Opinion

Just Say No

By Josh Feit March 1, 2011

Yesterday, while defending his veto of the city's deep-bore tunnel agreements with the state (a veto that was subsequently overturned by the council), Mayor Mike McGinn said he supported lone council member Mike O'Brien's call for a referendum on the agreements, essentially calling for a vote on the tunnel.

A tunnel idea—not the current deep bore, but a cut and cover tunnel along the viaduct route—was already voted down, along with a rebuild, in a special March 2007 public vote.

The new tunnel idea—which would keep the viaduct open while the tunnel is being built—might do a little better, but would probably go down again.

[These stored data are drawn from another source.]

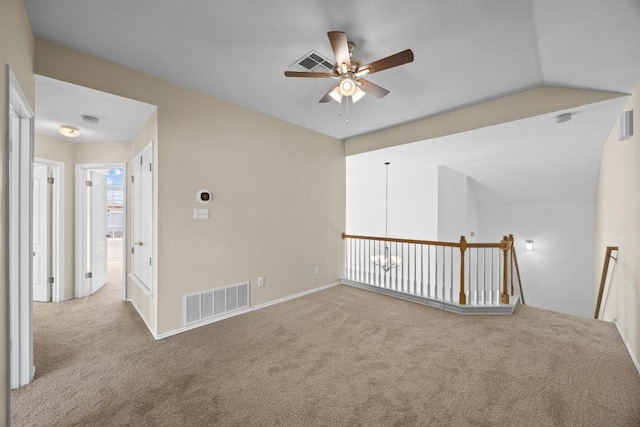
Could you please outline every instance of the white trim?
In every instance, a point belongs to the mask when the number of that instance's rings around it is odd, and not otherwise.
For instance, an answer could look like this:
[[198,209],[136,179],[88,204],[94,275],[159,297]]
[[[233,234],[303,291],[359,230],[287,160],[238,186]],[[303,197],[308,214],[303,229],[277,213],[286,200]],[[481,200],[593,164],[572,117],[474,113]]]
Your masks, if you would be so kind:
[[622,332],[622,328],[620,328],[620,324],[618,323],[618,319],[614,319],[613,320],[613,324],[616,325],[616,329],[618,329],[618,333],[620,334],[620,338],[622,338],[622,342],[624,342],[625,347],[627,347],[627,351],[629,352],[629,356],[631,356],[631,360],[633,361],[633,364],[636,366],[636,370],[638,371],[638,374],[640,374],[640,363],[638,363],[638,358],[636,357],[635,353],[631,349],[631,344],[629,344],[629,341],[627,341],[627,337]]
[[390,297],[402,299],[405,301],[415,302],[418,304],[426,305],[428,307],[437,308],[444,311],[449,311],[455,314],[464,315],[479,315],[479,314],[513,314],[513,311],[518,305],[519,297],[517,295],[511,296],[511,302],[509,304],[500,305],[471,305],[471,304],[458,304],[455,302],[435,300],[432,298],[422,297],[419,295],[406,294],[404,292],[394,291],[393,289],[381,288],[379,286],[369,285],[367,283],[356,282],[349,279],[340,279],[340,283],[343,285],[352,286],[354,288],[363,289],[366,291],[377,292],[379,294],[387,295]]
[[[194,324],[191,324],[189,326],[185,326],[183,328],[174,329],[173,331],[164,332],[162,334],[154,335],[154,337],[157,340],[161,340],[161,339],[170,337],[172,335],[181,334],[182,332],[187,332],[187,331],[190,331],[191,329],[199,328],[200,326],[209,325],[211,323],[219,322],[220,320],[228,319],[230,317],[239,316],[241,314],[249,313],[251,311],[260,310],[260,309],[263,309],[263,308],[270,307],[272,305],[280,304],[281,302],[290,301],[292,299],[300,298],[300,297],[303,297],[305,295],[313,294],[313,293],[318,292],[318,291],[323,291],[325,289],[332,288],[332,287],[337,286],[339,284],[340,284],[340,282],[330,283],[328,285],[320,286],[319,288],[313,288],[313,289],[310,289],[308,291],[304,291],[304,292],[300,292],[300,293],[297,293],[297,294],[289,295],[288,297],[279,298],[279,299],[276,299],[276,300],[273,300],[273,301],[265,302],[263,304],[254,305],[252,307],[245,308],[244,310],[238,310],[238,311],[234,311],[233,313],[224,314],[222,316],[218,316],[218,317],[215,317],[215,318],[212,318],[212,319],[207,319],[207,320],[204,320],[204,321],[199,322],[199,323],[194,323]],[[147,325],[147,327],[149,327],[149,326]]]
[[[157,286],[157,284],[156,284],[156,276],[157,276],[157,273],[158,273],[158,263],[156,262],[156,260],[158,259],[158,246],[157,246],[157,243],[156,243],[156,241],[158,240],[157,239],[157,213],[156,213],[157,208],[158,208],[158,206],[157,206],[158,202],[157,202],[156,191],[155,191],[156,180],[157,180],[157,177],[156,177],[156,166],[155,166],[157,164],[157,162],[156,162],[156,158],[157,158],[156,151],[157,150],[155,148],[154,140],[152,139],[131,160],[131,165],[132,165],[131,166],[131,174],[132,174],[132,177],[133,177],[133,174],[135,173],[135,169],[134,169],[133,165],[137,164],[139,159],[142,161],[142,158],[145,155],[151,153],[151,165],[153,165],[153,166],[151,166],[151,170],[150,170],[150,172],[151,172],[151,236],[150,236],[150,239],[151,239],[151,254],[150,254],[150,256],[151,256],[151,260],[153,261],[152,265],[151,265],[151,279],[150,279],[151,283],[145,283],[141,278],[139,278],[136,275],[136,271],[135,271],[136,270],[136,265],[135,265],[135,262],[134,262],[134,259],[133,259],[134,257],[131,256],[131,258],[130,258],[131,259],[131,273],[130,273],[130,276],[132,278],[135,278],[136,284],[138,285],[138,287],[140,287],[144,291],[144,293],[147,296],[152,296],[154,291],[155,291],[155,289],[156,289],[156,286]],[[138,182],[137,185],[138,186],[141,185],[141,182]],[[136,209],[137,204],[139,204],[139,201],[136,202],[136,200],[134,200],[136,197],[137,197],[137,195],[136,195],[136,192],[135,192],[135,189],[134,189],[134,184],[132,183],[131,184],[131,217],[129,218],[129,220],[131,221],[131,242],[132,242],[131,245],[133,245],[133,241],[134,241],[133,239],[135,239],[136,236],[139,235],[136,232],[135,228],[134,228],[134,221],[135,221],[134,216],[136,214],[134,212],[134,209]],[[140,207],[138,206],[137,208],[139,209]],[[129,254],[127,253],[127,255],[129,255]]]
[[24,116],[28,118],[33,118],[34,116],[33,108],[31,108],[31,105],[29,105],[29,101],[27,101],[27,97],[24,96],[24,92],[22,91],[22,87],[20,87],[18,78],[16,77],[15,74],[13,74],[13,70],[8,65],[7,65],[7,77],[9,79],[8,81],[9,103],[13,105],[14,108],[19,106]]
[[129,279],[131,279],[131,281],[135,283],[146,296],[149,298],[153,297],[153,292],[151,292],[151,290],[147,288],[135,274],[129,273]]
[[[126,162],[111,162],[111,163],[78,163],[76,164],[76,176],[75,176],[75,280],[74,280],[74,298],[82,298],[89,293],[86,292],[87,282],[84,278],[84,268],[83,266],[86,264],[86,253],[87,253],[87,233],[86,233],[86,223],[87,223],[87,211],[86,211],[86,197],[85,197],[85,177],[87,171],[91,169],[112,169],[112,168],[121,168],[123,170],[124,179],[126,181],[127,177],[127,163]],[[123,215],[127,217],[127,185],[125,182],[122,184],[122,191],[124,197],[124,209]],[[125,243],[122,245],[122,300],[127,299],[127,251],[126,251],[126,241],[128,240],[128,230],[127,230],[127,221],[124,221],[123,224],[124,230],[124,241]]]
[[65,164],[56,160],[35,157],[34,163],[51,166],[53,169],[53,232],[51,247],[53,248],[53,261],[51,266],[51,275],[54,277],[53,289],[51,292],[51,300],[53,302],[61,302],[69,299],[65,295],[66,276],[64,268],[65,253]]
[[[32,182],[33,182],[33,109],[29,105],[11,67],[7,74],[7,172],[5,208],[7,222],[5,240],[7,260],[8,334],[7,363],[10,388],[29,384],[35,372],[33,366],[33,280],[32,280]],[[11,119],[11,112],[15,118]],[[17,121],[17,124],[14,123]],[[13,123],[13,125],[12,125]],[[17,129],[14,129],[17,128]],[[13,135],[10,131],[14,130]],[[16,137],[13,140],[12,137]],[[9,147],[9,140],[13,146]],[[11,202],[9,201],[11,198]],[[11,249],[10,249],[11,248]]]
[[142,310],[140,310],[140,307],[138,307],[138,304],[136,304],[136,302],[132,298],[127,298],[125,301],[128,301],[131,303],[131,305],[133,305],[133,308],[138,312],[138,316],[140,316],[144,324],[147,326],[147,330],[149,331],[151,336],[153,336],[153,338],[157,340],[158,337],[156,332],[151,328],[151,324],[149,323],[147,318],[144,316],[144,313],[142,312]]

In fact, none of the waterfront options, including the one McGinn and O'Brien support—the surface/transit option—has more than 50 percent support. PubliCola did a poll in March 2010 asking voters to choose between the three options: 35 percent went with the deep bore tunnel; 36 percent went with a rebuild; and 21 percent went with surface/transit. (Eight percent were unsure.)

Otherwise, I'm not aware of any polling that has compared all three, although there was some polling that did a round robin of match ups. The deep-bore tunnel won that one, with surface transit coming in last.

Any option, considered in isolation in this heated debate, is likely to go down because voters can keep a dream option in their head; it's easy to say "No" to a single choice.

For this reason, "No" campaigns are typically easier than "Yes" campaigns, and I see McGinn's push for a "No" vote as a metaphor for his easy "Just Say No" politics.

What would be cool, and actually reflect some leadership, is if McGinn proposed a referendum that would potentially solve the problem rather than keeping the city in a "grass is always greener" limbo without ever having to make a choice. He could do this by proposing a "Yes" referendum—that is, by asking the people what they want to do as opposed to what they don't want to do.

How about putting the three options up for a vote, and the one with the highest percentage wins?

Otherwise, after the city votes the tunnel down, all we get is an "I told you so" from the McGinn administration, which I'm starting to think is all his administration is after when it comes to the tunnel.